Au même moment, nous tâchons de faire valoir les avantages économiques de nos idées en espérant que les gouvernements vont voir eux-mêmes les possibilités que tout cela revêt pour réduire le déficit et les coûts des soins de santé. C'est donc un programme multiple.

[Français]

M. Lavigne: Dans votre présentation, vous avez parlé de la création d'emplois. J'ai trouvé cela extraordinaire. Je n'ai pas noté les chiffres que vous avez cités, mais c'était assez important. Vous parliez de 50 000 à 100 000 emplois chaque année, pendant 15 ans. Il n'y a pas un gouvernement, avec le taux de chômage qu'on connaît, particulièrement au Canada, qui ne devrait pas être impressionné par ces chiffres.

Avec les moyens que nous avons aujourd'hui, connaissez-vous une façon de passer à cette transition et, comme vous nous le suggérez, de créer des emplois? Pour les gouvernements qui voudraient emprunter cette voie, y a-t-il un tremplin de passage? Est-ce assez bien défini? Comment un gouvernement pourrait-il s'y prendre pour en arriver à ces résultats?

[Traduction]

Mme Comeau: Nous envisageons plusieurs initiatives. Nous faisons valoir l'avantage qu'il y a au niveau de la création d'emplois, ce qui veut dire qu'il faut faire plusieurs choses ici. Il faut essentiellement écarter les gouvernements parce qu'ils font obstacle dans plusieurs cas.

L'autre chose, c'est qu'il n'y a pas d'information. Il nous faut plus d'information, et l'obtention de cette information incombe à des ministères comme Environnement Canada, Ressources naturelles Canada et les autres.

Pour impulser l'efficience, il faut de meilleures normes. Il faut des règlements. Par exemple, si l'on veut procéder à la réhabilitation thermique d'un immeuble, il faut respecter certaines normes. Des normes plus élevées constituent un facteur très important. Les gouvernements peuvent jouer un rôle ici.

Il faut aussi éliminer le favoritisme fiscal. La catégorie 43 en est un exemple parfait, et je crois savoir que le Pembina Institute for Appropriate Development vous en a déjà parlé. Pour avoir droit à cette catégorie, il faut être essentiellement une société énergétique, ce qui veut dire que si vous êtes médecin ou dentiste et que vous avez quelque argent à investir, vous ne pouvez investir dans l'énergie renouvelable et obtenir la déduction fiscale accélérée.

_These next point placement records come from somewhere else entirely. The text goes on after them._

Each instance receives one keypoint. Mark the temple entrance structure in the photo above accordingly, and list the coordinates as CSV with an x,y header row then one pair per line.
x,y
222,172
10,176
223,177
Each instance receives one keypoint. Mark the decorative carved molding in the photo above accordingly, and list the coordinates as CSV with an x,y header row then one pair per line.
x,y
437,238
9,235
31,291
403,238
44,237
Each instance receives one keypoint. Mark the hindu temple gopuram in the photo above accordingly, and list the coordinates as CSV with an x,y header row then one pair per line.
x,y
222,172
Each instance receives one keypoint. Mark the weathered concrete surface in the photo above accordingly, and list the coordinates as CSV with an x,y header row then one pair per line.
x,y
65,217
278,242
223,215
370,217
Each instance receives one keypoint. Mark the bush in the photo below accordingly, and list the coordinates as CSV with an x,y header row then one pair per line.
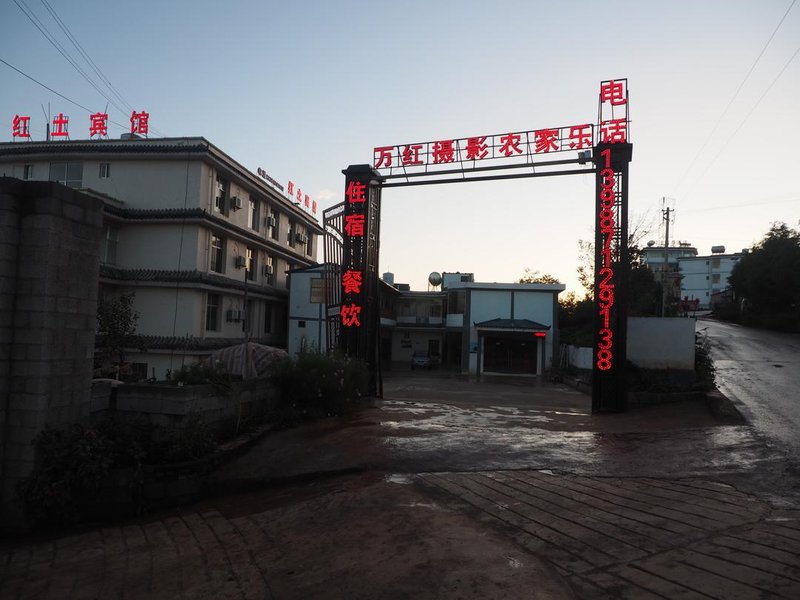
x,y
72,463
202,372
315,385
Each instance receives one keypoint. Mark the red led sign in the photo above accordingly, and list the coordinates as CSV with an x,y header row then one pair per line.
x,y
605,294
520,144
613,129
20,127
296,195
98,125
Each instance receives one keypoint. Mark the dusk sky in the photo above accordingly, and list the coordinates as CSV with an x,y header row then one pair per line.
x,y
303,89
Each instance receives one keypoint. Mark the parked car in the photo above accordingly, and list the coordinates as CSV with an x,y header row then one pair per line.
x,y
420,360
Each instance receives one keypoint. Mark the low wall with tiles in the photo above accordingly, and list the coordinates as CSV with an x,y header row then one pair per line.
x,y
50,237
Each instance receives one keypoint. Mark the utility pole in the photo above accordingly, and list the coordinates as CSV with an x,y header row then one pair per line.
x,y
664,282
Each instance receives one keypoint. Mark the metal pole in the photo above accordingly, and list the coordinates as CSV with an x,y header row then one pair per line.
x,y
664,293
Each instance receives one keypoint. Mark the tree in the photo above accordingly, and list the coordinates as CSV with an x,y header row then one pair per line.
x,y
766,280
534,277
116,324
638,231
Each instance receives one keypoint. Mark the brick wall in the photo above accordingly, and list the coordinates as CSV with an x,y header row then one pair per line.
x,y
50,238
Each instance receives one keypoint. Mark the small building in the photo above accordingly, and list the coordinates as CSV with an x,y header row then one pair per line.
x,y
705,278
203,242
468,327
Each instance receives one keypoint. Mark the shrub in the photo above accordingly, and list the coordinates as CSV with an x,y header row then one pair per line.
x,y
315,385
72,463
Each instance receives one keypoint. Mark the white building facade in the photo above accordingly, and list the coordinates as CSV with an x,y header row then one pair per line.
x,y
203,243
703,277
468,327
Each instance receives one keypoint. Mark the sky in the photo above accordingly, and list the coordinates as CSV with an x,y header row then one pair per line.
x,y
303,89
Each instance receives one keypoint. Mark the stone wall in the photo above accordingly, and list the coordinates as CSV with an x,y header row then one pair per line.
x,y
50,237
171,405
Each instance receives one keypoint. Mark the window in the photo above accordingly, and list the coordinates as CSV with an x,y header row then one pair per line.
x,y
212,312
317,290
276,229
268,317
252,263
269,270
217,254
253,214
221,197
110,241
290,234
70,174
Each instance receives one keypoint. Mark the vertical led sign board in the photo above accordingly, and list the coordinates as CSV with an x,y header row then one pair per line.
x,y
359,311
611,156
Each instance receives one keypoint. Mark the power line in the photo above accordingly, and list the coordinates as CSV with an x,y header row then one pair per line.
x,y
743,205
70,100
26,10
746,118
61,50
84,54
735,95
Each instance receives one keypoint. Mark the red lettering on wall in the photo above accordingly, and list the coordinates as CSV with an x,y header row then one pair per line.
x,y
605,289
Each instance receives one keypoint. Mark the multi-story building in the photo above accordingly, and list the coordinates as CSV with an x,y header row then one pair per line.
x,y
203,243
470,327
704,278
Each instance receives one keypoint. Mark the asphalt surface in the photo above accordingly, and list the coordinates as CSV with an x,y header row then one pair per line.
x,y
760,371
457,489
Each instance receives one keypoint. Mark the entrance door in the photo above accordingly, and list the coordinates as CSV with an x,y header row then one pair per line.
x,y
510,354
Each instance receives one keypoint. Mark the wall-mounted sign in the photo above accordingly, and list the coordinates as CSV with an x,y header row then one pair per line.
x,y
298,197
263,174
98,125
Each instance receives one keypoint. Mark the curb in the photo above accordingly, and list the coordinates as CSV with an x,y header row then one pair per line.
x,y
723,409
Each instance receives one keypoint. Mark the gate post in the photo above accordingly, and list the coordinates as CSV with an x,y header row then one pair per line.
x,y
360,303
611,271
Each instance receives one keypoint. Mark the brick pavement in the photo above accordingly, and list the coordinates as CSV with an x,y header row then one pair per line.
x,y
638,538
355,540
460,535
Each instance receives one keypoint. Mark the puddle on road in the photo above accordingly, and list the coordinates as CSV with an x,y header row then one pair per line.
x,y
398,479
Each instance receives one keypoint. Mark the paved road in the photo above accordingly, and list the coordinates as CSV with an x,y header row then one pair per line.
x,y
760,371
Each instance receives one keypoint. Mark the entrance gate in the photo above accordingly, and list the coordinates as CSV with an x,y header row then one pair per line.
x,y
353,227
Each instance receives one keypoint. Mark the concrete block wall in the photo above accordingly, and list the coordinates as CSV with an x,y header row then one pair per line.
x,y
50,238
170,406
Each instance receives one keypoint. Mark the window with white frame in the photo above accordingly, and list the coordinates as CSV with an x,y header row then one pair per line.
x,y
269,270
217,254
253,214
221,196
252,263
213,304
110,243
317,290
69,174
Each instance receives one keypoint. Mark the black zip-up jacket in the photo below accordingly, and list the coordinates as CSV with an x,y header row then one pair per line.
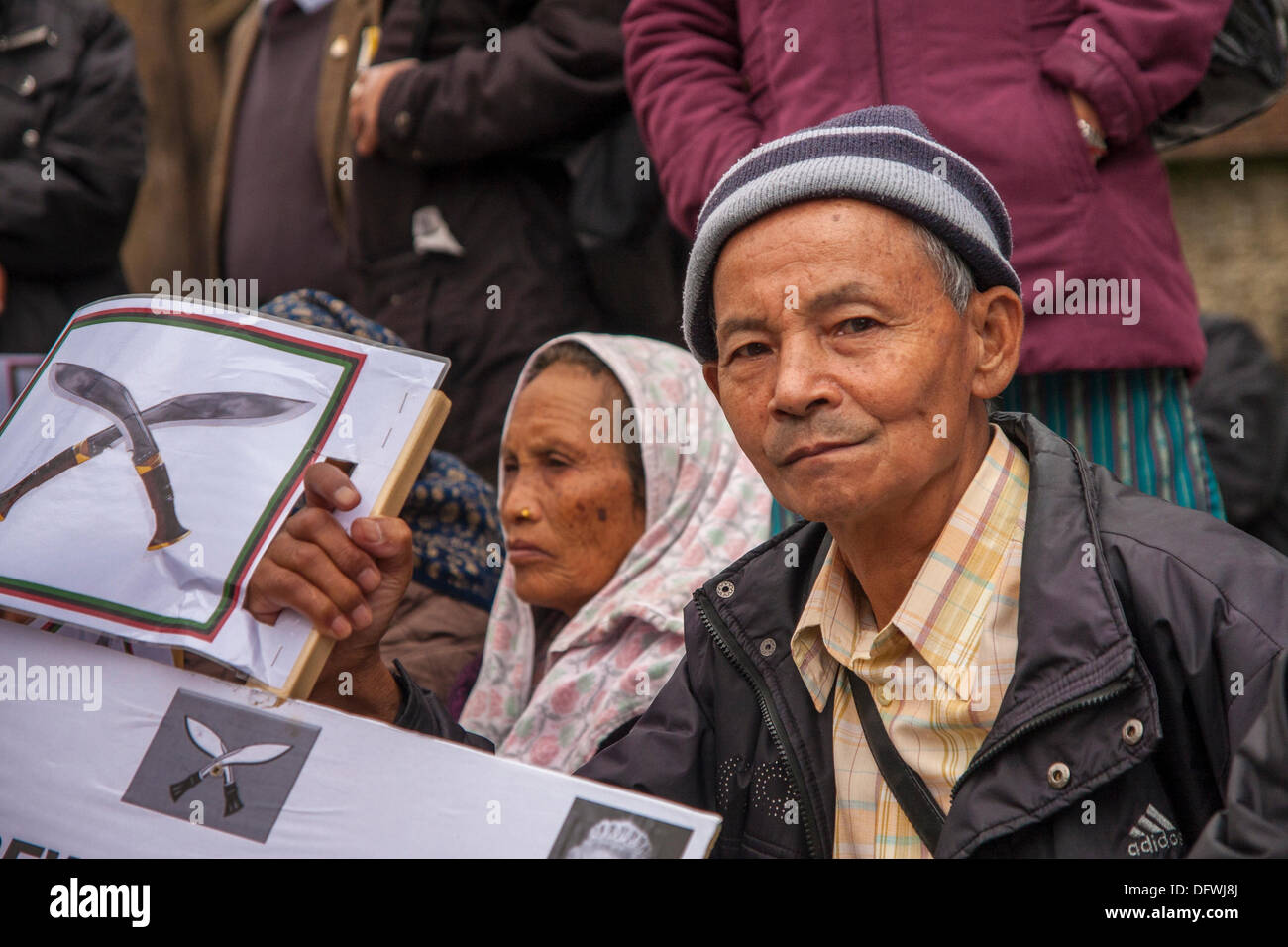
x,y
1147,637
71,158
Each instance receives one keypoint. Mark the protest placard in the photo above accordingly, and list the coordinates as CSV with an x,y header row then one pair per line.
x,y
160,446
111,755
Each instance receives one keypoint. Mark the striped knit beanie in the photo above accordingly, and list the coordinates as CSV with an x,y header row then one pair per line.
x,y
883,155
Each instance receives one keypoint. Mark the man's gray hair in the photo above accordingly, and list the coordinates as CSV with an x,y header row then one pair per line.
x,y
954,275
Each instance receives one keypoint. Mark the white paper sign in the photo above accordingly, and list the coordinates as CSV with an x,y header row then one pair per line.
x,y
136,759
161,445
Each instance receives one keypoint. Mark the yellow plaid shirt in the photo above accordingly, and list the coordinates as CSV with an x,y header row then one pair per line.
x,y
936,672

Nous envisageons donc des changements à la fiscalité. Nous voulons éliminer les distorsions que sont ces subventions qui pénalisent, par exemple, les investissements dans l'efficience énergétique et le reste. Nous voulons des normes plus élevées et nous voulons aussi des investissements. Même à l'heure où l'on réduit les déficits gouvernementaux, nous voulons que les gouvernements redirigent certaines dépenses, par exemple, les investissements dans le transport public et autres, parce que nous croyons que ça rapporte. Nous voulons faire ce genre de choses. C'est une cause difficile à plaider par les temps qui courent, mais nous avons la conviction que nos propositions n'auront pas pour effet de creuser les déficits gouvernementaux. Nous tâchons de nous montrer responsables ici.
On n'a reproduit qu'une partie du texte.